How To Store Mini Cheesecakes
- These mini cheesecake bites can be refrigerated for 3-5 days, if not more. You can store them in an airtight container, just to be safe and to keep the refrigerator smells away.
What To Serve With Smores Cheesecakes
- Fresh Berry Salad: Mix strawberries, blueberries, and raspberries with honey or balsamic glaze.
- Vanilla Ice Cream: Add a scoop of high-quality vanilla bean ice cream.
- Espresso Or Coffee Shots: Serve small shots of espresso or coffee to cleanse the palate.
FAQ’S
Can I Prep Cheesecake Bites in Advance?
You can! You can prepare the mini cheesecake crust in advance and refrigerate it until you’re ready to assemble everything.
Smores Mini Cheesecake Bites
Ingredients
- 1 1/4 Cup Ground Graham Crackers
- 3 tbsp Sugar
- 5 tbsp Unsalted Butter Melted
- 2 – 8 oz Cream Cheese
- 1/4 Cup Sour Cream
- 1 tsp Vanilla Extract
- 2 Eggs
- 1 1/2 Cup Nestle Toll House hot fudge sundae baking pieces
- 1/2 Cup semi sweet chocolate chips
- 1 Cup Sugar waffle cone pieces
- 1/4 Cup Heavy Whipping Cream
Instructions
- Preheat oven to 325 degrees and line the cupcake/muffin pan with the cupcake liners.
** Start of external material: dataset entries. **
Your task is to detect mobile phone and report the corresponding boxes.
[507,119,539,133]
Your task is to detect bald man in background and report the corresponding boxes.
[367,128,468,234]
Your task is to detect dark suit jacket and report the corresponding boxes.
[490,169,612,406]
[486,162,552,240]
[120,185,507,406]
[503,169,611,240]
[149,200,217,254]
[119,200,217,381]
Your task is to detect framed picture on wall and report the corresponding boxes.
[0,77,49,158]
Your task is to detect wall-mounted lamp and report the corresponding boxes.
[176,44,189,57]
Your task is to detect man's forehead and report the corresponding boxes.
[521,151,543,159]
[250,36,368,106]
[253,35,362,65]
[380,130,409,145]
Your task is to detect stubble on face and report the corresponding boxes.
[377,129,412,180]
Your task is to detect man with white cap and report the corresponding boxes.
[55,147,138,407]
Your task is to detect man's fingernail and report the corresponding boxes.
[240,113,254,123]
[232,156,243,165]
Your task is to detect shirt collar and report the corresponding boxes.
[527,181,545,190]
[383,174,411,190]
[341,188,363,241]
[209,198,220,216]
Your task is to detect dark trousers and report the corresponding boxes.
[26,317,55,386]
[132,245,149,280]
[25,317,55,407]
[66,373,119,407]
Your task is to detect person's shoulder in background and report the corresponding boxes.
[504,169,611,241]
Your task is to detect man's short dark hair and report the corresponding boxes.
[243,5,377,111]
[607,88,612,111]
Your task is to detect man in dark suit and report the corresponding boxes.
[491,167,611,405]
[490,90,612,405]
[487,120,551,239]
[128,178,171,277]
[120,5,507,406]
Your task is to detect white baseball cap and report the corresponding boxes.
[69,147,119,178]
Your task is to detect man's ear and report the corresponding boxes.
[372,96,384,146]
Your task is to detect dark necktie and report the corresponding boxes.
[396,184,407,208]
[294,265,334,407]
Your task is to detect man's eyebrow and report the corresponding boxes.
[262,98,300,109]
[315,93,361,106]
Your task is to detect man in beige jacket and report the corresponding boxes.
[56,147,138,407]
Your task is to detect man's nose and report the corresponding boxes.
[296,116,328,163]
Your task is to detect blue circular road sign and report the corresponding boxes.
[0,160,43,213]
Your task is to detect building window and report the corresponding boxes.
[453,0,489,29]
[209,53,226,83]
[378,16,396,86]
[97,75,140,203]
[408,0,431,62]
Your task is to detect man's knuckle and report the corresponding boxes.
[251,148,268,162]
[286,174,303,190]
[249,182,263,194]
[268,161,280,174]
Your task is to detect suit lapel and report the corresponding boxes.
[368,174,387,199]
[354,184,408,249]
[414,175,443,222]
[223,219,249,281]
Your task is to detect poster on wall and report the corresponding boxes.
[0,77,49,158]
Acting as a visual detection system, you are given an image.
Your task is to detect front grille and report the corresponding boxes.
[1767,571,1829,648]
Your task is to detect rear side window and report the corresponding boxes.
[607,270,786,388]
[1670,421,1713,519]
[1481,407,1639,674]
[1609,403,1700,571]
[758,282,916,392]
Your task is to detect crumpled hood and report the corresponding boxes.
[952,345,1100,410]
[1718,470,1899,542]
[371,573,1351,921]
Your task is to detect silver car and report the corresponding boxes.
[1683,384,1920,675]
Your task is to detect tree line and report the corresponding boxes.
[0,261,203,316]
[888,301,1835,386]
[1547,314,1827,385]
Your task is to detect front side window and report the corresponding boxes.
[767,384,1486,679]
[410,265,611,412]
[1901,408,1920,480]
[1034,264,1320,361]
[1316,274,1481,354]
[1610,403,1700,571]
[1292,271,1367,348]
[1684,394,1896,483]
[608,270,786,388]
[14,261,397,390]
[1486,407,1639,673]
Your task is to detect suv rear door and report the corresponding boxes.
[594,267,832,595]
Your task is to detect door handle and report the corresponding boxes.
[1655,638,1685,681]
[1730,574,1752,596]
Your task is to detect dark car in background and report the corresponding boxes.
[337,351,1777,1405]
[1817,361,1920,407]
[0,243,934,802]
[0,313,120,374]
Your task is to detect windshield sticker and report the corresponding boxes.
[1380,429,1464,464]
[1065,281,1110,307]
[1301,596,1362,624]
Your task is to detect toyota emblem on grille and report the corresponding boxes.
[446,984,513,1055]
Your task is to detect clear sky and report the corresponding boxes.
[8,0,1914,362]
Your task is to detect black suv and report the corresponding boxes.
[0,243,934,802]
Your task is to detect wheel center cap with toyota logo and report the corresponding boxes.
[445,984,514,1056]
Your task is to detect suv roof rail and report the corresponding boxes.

If you don’t have muffin liners, you can just use some greased muffin tins or regular paper liners, and then grease them with some cooking spray.
- Using a medium mixing bowl, whisk the graham cracker, sugar and add melted butter until a wet sand-like mixture forms. You can do this using a hand mixer or a food processor- it depends on what you prefer.
- Scoop 1 1⁄2 tbsp of graham cracker crust into every cupcake liner and press into a even bottom using a flat bottom glass or measuring cup. You can also choose to spray each muffin liner with cooking spray if you want to.
- Bake the crust in the preheated oven for 5 minutes. Remove and allow to cool completely.
- Preheat the oven to 350. Using a large bowl, beat the cream cheese and sugar until combined and smooth. Then, beat in the sour cream and vanilla until combined and smooth.
- Add one egg at a time, beat until combined
- Fold in the 1 1⁄2 C of the chocolate and marshmallow mix
- Fill the cupcake liners about 3⁄4 almost full and bake in the oven for 25-30 minutes or until the cupcakes are set. It’s okay if there is a slight jiggle in the center!
- Remove and allow to cool on the counter until room temp before moving to the fridge overnight
- Using a small pot, bring the heavy whipping cream to a simmer and pour over the 1⁄2 C chocolate chips and let sit for 1 minute before whisking until smooth
- Spoon 1 tablespoon of ganache onto the top of the cheesecakes
- Top with whipped cream, the nestle sundae mix, and a broken piece of sugar waffle cone and enjoy!